Der Oberste Gerichtshof hat durch den Senatspräsidenten Univ.-Prof. Dr. Bydlinski als Vorsitzenden sowie die Hofräte und die Hofrätin Mag. Wurzer, Mag. Dr. Wurdinger, Dr. Hofer-Zeni-Rennhofer und Dr. Parzmayr als weitere Richter in der Rechtssache der Antragstellerin Mag. C*****, vertreten Dr. Brigitte Birnbaum und Dr. Rainer Toperczer, Rechtsanwälte in Wien, gegen den Antragsgegner Dr. E*****, vertreten durch die Anwaltssocietät Sattlegger Dorninger Steiner & Partner OG, Linz, wegen Aufteilung des ehelichen Gebrauchsvermögens und der ehelichen Ersparnisse gemäß §§ 81 ff EheG, über die außerordentlichen Revisionsrekurse beider Parteien gegen den Beschluss des Landesgerichts für Zivilrechtssachen Wien als Rekursgericht vom 9. Juli 2019, GZ 45 R 554/18f-162, mit dem der Beschluss des Bezirksgerichts Fünfhaus vom 25. Oktober 2018, GZ 4 Fam 68/14k-156, teilweise abgeändert wurde, in nichtöffentlicher Sitzung den

Beschluss

gefasst:

Spruch

I. Der Revisionsrekurs des Antragsgegners wird mangels der Voraussetzungen des § 62 Abs 1 AußStrG zurückgewiesen.
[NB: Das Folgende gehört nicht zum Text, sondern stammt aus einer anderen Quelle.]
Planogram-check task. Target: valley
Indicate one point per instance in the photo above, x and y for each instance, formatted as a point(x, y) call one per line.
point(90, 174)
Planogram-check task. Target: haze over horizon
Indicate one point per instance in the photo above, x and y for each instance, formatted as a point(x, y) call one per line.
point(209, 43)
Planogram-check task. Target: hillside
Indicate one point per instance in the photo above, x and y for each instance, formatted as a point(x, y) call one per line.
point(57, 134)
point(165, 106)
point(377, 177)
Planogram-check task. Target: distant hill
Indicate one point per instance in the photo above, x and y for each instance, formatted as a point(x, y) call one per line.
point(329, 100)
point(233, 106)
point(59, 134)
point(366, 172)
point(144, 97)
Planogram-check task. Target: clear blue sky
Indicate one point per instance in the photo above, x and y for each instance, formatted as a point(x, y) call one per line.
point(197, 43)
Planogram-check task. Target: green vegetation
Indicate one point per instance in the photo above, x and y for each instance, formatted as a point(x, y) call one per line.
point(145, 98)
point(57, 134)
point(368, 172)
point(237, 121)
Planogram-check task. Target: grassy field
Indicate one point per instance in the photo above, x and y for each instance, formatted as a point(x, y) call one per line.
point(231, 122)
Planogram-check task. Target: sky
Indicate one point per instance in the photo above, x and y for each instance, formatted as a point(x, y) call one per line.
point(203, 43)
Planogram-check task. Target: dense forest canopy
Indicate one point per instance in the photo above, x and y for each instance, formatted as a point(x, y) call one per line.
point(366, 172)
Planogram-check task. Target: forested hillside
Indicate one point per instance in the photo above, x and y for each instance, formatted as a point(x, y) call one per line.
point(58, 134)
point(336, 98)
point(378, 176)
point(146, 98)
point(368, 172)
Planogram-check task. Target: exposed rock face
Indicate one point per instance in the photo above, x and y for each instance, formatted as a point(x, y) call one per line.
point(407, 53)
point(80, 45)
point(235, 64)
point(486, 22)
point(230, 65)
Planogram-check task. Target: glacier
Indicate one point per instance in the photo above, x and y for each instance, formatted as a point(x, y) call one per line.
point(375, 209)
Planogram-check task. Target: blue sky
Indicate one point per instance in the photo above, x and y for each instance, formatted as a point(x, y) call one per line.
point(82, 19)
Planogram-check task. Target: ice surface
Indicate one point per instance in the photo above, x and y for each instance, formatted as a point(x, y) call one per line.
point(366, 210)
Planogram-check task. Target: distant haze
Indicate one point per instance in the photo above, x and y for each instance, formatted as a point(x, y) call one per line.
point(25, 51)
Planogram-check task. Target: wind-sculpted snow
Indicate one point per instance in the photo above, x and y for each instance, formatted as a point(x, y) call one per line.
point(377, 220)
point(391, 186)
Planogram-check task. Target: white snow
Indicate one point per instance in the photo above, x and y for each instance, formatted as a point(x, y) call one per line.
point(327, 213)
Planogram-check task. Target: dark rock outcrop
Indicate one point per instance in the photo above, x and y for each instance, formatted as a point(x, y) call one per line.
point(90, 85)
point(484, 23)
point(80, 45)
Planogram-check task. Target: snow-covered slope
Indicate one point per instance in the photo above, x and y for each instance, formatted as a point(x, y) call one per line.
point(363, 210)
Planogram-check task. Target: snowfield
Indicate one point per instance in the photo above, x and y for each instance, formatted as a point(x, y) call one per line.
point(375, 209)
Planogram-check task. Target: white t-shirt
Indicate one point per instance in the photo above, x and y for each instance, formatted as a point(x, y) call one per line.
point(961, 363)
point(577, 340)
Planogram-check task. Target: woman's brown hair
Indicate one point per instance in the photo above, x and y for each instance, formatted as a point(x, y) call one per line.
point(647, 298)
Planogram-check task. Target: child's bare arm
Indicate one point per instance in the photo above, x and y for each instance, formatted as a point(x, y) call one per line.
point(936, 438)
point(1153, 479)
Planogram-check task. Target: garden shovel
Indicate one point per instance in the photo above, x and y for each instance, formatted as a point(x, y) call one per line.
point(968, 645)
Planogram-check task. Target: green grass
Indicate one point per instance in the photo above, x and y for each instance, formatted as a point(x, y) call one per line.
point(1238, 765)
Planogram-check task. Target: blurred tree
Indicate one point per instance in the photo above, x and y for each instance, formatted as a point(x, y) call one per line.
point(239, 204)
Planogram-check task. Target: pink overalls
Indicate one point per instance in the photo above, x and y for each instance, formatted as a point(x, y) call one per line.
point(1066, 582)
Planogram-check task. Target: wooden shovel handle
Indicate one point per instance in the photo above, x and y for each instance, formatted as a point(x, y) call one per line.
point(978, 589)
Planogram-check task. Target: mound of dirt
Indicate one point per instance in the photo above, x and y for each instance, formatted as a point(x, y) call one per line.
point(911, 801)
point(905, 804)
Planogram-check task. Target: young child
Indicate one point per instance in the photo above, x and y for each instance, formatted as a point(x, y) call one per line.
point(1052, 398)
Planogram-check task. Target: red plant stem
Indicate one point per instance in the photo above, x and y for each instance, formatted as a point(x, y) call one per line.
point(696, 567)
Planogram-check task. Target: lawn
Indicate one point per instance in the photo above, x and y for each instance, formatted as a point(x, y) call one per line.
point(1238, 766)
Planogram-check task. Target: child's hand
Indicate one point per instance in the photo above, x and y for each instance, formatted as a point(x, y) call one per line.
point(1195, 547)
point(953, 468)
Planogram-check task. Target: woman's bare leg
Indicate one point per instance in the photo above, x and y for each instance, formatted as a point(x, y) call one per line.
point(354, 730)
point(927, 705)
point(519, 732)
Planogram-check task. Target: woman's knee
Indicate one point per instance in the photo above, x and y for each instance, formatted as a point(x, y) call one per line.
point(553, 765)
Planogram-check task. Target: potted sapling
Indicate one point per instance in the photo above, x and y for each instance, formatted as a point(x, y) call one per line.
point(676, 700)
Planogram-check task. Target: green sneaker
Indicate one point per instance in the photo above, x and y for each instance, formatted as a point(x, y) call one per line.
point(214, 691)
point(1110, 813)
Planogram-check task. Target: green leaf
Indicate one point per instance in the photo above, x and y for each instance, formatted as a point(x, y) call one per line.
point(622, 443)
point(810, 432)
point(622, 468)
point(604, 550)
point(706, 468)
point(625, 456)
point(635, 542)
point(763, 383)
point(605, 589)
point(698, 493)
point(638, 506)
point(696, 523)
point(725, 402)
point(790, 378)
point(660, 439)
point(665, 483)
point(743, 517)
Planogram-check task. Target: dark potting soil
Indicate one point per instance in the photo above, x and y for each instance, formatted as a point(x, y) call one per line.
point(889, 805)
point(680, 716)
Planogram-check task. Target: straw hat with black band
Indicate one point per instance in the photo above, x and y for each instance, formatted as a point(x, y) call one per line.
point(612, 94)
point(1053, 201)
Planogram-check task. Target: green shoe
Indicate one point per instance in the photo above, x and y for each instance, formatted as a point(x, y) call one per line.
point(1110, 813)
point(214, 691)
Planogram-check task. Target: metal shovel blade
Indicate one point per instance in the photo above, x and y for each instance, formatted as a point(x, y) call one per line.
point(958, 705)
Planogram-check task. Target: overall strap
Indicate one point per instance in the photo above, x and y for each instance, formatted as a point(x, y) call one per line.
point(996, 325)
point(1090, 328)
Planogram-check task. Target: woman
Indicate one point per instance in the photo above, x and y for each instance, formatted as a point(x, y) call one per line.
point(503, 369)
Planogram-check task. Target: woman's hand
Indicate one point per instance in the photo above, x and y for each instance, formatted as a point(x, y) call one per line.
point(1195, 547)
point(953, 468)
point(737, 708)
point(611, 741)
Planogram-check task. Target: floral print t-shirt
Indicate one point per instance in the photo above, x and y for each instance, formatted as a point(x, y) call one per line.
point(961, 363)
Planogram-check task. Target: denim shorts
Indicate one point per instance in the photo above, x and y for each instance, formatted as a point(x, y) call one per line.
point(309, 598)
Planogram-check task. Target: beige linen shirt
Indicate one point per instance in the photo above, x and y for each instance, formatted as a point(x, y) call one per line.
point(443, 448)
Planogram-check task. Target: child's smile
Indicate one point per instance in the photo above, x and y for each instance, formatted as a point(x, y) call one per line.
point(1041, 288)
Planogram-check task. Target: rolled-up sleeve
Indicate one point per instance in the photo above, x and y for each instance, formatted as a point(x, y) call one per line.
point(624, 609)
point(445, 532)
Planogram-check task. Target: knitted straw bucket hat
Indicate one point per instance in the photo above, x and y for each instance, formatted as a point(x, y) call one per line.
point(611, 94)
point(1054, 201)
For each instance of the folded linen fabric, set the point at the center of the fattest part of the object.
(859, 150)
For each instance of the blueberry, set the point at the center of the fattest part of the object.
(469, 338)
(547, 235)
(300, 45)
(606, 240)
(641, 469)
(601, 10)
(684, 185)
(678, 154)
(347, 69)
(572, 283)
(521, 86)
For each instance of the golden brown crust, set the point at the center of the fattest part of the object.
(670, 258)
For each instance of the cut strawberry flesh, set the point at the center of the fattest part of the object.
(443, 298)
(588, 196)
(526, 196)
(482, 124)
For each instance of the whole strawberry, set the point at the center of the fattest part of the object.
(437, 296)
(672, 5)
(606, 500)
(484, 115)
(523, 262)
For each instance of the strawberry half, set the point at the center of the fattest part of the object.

II. Dem Revisionsrekurs der Antragstellerin wird Folge gegeben.

Die Beschlüsse der Vorinstanzen, die in den Punkten 1. und 2. des erstinstanzlichen Beschlusses unangefochten blieben, werden im Umfang des Zuspruchs der dem Antragsgegner auferlegten Ausgleichszahlung von 800.000 EUR als Teilbeschluss aufrechterhalten, im Übrigen aber samt der Kostenentscheidung aufgehoben.

Dem Erstgericht wird die Beschlussfassung über eine darüber hinaus begehrte Ausgleichszahlung nach Verfahrensergänzung aufgetragen.

Die Kosten des Verfahrens über den Revisionsrekurs der Antragstellerin sind weitere Verfahrenskosten.

Text

Begründung:

Die Streitteile wurden nach fast 40-jähriger Ehe geschieden. Aufteilungsstichtag ist der 25. 9. 2013.

Die ehemaligen Eheleute schlossen bereits umfangreich Teilvergleiche über die reale Zuteilung unbeweglichen und beweglichen Vermögens (so etwa über verschiedene Sammlungen [mehr als 1.000 Gemälde, 600 Stiche, Skulpturen und ägyptische Ausgrabungsgegenstände, Weine, Briefmarken, Münzen etc]), auf die sie im weiteren Verfahren nicht mehr zurückkommen. Überdies verkauften sie während des Verfahrens die ehemalige Ehewohnung. Den so erzielten Verkaufserlös von 4 Mio EUR teilten sie – allerdings nur vorläufig („unpräjudiziell“) – untereinander (je zur Hälfte) auf.

Das Erstgericht traf Feststellungen zum beruflichen Werdegang, zur Gestaltung der Ehe und zum verbleibenden, nicht von einer einvernehmlichen Regelung umfassten Vermögen, ua in Form von Liegenschaftsbesitz samt dessen Finanzierung, sowie zu Guthaben auf diversen Bankkonten, Sparbüchern und Wertpapierdepots.

Es wies mit seiner Entscheidung dem Mann – gegen Zahlung von 35.000 EUR – ein (noch strittig gebliebenes) Gemälde zu (Pkt 2.), übertrug der Frau das Hälfteeigentum des Mannes an einer bestimmten Liegenschaft (Pkt 1.) und verpflichtete ihn darüber hinaus zu einer Ausgleichszahlung von 1,5 Mio EUR (Pkt 3.).

Das Rekursgericht verminderte diese auf 620.000 EUR.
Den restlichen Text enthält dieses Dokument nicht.